Back in my day homework was very much a pen and paper affair.
I still remember those hours spent, a pile of textbooks by my side, my trusty fountain pen leaking ink on anything within a 30m radius, ready to launch headlong into a 2,000 word essay on kings of Sweden and how they ended up, for a while, as top nation.
It was all very simple.
You read it in the book, you wrote it on the page, you handed it in and waited for the inevitable disappointment.
These days the internet has made things very different.
My daughter has a homework book and we still use it for sums and spelling.
But a lot of the learning she does at home is on the internet.
It’s all very education by stealth – games rather than lessons.
But at least I supppose if you’re doing things online there’s fewer excuses for handing work in late or not at all.
The dog –that much maligned friend of the forgetful schoolboy – is surely no longer a factor.
Or is it?
I overheard a snippet of conversation in the playground the other day which made me chuckle with delight.
It seems one parent was complaining about the lack of an internet connection at home.
They’d tried the normal fixes, expressly turning it off and turning it on again but to no avail.

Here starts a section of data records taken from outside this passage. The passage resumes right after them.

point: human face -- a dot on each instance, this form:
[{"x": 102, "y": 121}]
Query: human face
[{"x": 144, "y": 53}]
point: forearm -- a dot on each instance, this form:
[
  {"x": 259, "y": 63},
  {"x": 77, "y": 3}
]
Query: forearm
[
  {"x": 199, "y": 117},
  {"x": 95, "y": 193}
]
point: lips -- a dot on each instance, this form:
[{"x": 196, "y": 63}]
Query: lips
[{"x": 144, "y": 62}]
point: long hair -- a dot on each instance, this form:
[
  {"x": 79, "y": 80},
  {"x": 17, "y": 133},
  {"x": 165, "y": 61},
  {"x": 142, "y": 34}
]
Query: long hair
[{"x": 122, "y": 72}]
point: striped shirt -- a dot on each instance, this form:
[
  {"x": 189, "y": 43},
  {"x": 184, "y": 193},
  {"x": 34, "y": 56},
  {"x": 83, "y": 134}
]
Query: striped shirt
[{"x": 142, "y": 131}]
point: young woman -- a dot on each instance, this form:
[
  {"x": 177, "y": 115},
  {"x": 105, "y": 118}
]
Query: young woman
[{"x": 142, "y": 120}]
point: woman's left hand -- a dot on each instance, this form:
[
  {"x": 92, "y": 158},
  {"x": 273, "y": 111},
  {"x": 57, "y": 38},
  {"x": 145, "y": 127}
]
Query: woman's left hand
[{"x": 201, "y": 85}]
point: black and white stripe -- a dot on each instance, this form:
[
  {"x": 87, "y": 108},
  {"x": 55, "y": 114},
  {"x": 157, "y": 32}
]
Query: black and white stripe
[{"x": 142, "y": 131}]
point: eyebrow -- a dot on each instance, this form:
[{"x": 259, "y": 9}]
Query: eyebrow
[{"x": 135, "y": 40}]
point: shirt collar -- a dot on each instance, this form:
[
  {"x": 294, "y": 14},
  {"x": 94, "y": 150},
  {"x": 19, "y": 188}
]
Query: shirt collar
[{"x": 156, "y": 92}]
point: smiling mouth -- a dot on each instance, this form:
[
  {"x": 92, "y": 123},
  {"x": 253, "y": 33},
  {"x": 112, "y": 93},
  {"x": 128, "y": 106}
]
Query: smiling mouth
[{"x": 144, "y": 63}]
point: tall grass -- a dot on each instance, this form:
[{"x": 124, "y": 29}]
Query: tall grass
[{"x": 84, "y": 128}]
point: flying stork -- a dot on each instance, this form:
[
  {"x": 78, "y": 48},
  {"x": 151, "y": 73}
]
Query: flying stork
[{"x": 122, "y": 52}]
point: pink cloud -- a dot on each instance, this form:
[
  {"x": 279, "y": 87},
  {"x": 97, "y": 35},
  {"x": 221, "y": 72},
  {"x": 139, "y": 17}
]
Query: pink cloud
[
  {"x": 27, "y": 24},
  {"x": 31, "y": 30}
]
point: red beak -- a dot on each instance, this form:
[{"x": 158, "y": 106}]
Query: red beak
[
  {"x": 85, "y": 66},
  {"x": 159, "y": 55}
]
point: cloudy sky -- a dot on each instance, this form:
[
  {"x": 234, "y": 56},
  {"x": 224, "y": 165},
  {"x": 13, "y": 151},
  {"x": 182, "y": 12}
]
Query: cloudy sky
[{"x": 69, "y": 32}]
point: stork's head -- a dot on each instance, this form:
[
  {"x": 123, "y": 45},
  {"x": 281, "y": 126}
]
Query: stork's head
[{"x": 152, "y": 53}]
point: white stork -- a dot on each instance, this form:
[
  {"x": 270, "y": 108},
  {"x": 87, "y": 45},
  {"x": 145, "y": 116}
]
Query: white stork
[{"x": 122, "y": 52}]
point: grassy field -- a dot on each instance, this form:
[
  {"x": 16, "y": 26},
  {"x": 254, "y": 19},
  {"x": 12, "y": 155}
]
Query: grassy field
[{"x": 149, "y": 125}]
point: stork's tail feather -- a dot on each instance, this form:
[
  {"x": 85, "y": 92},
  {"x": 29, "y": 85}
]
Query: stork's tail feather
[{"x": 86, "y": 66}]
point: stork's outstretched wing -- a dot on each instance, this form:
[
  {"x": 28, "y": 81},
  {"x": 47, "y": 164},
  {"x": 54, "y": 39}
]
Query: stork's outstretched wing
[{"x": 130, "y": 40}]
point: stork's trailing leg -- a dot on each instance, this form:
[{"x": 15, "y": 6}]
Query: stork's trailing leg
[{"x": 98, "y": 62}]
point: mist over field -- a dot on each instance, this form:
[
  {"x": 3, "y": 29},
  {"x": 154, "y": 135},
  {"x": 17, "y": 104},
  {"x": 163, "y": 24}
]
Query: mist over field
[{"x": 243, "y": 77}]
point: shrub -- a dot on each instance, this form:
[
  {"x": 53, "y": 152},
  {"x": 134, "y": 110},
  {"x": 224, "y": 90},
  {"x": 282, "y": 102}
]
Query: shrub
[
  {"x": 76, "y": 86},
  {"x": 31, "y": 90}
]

Only when they realised nobody had called them on the phone for two days did they realise something more sinister was at play.
Had the wind brought down the lines?
Were the secret services preparing to launch a midnight raid?
No – a quick investigation in the back yard quickly uncovered the truth, a phone cable running down the wall of the house with what looked very much like bite marks all along the lower reaches.
There could only be one culprit, one thing responsible for severing communications and ensuring that homework went unfinished.
Dogs might not be able to eat homework any more but, it seems, right now our canine adversaries still have the upper hand.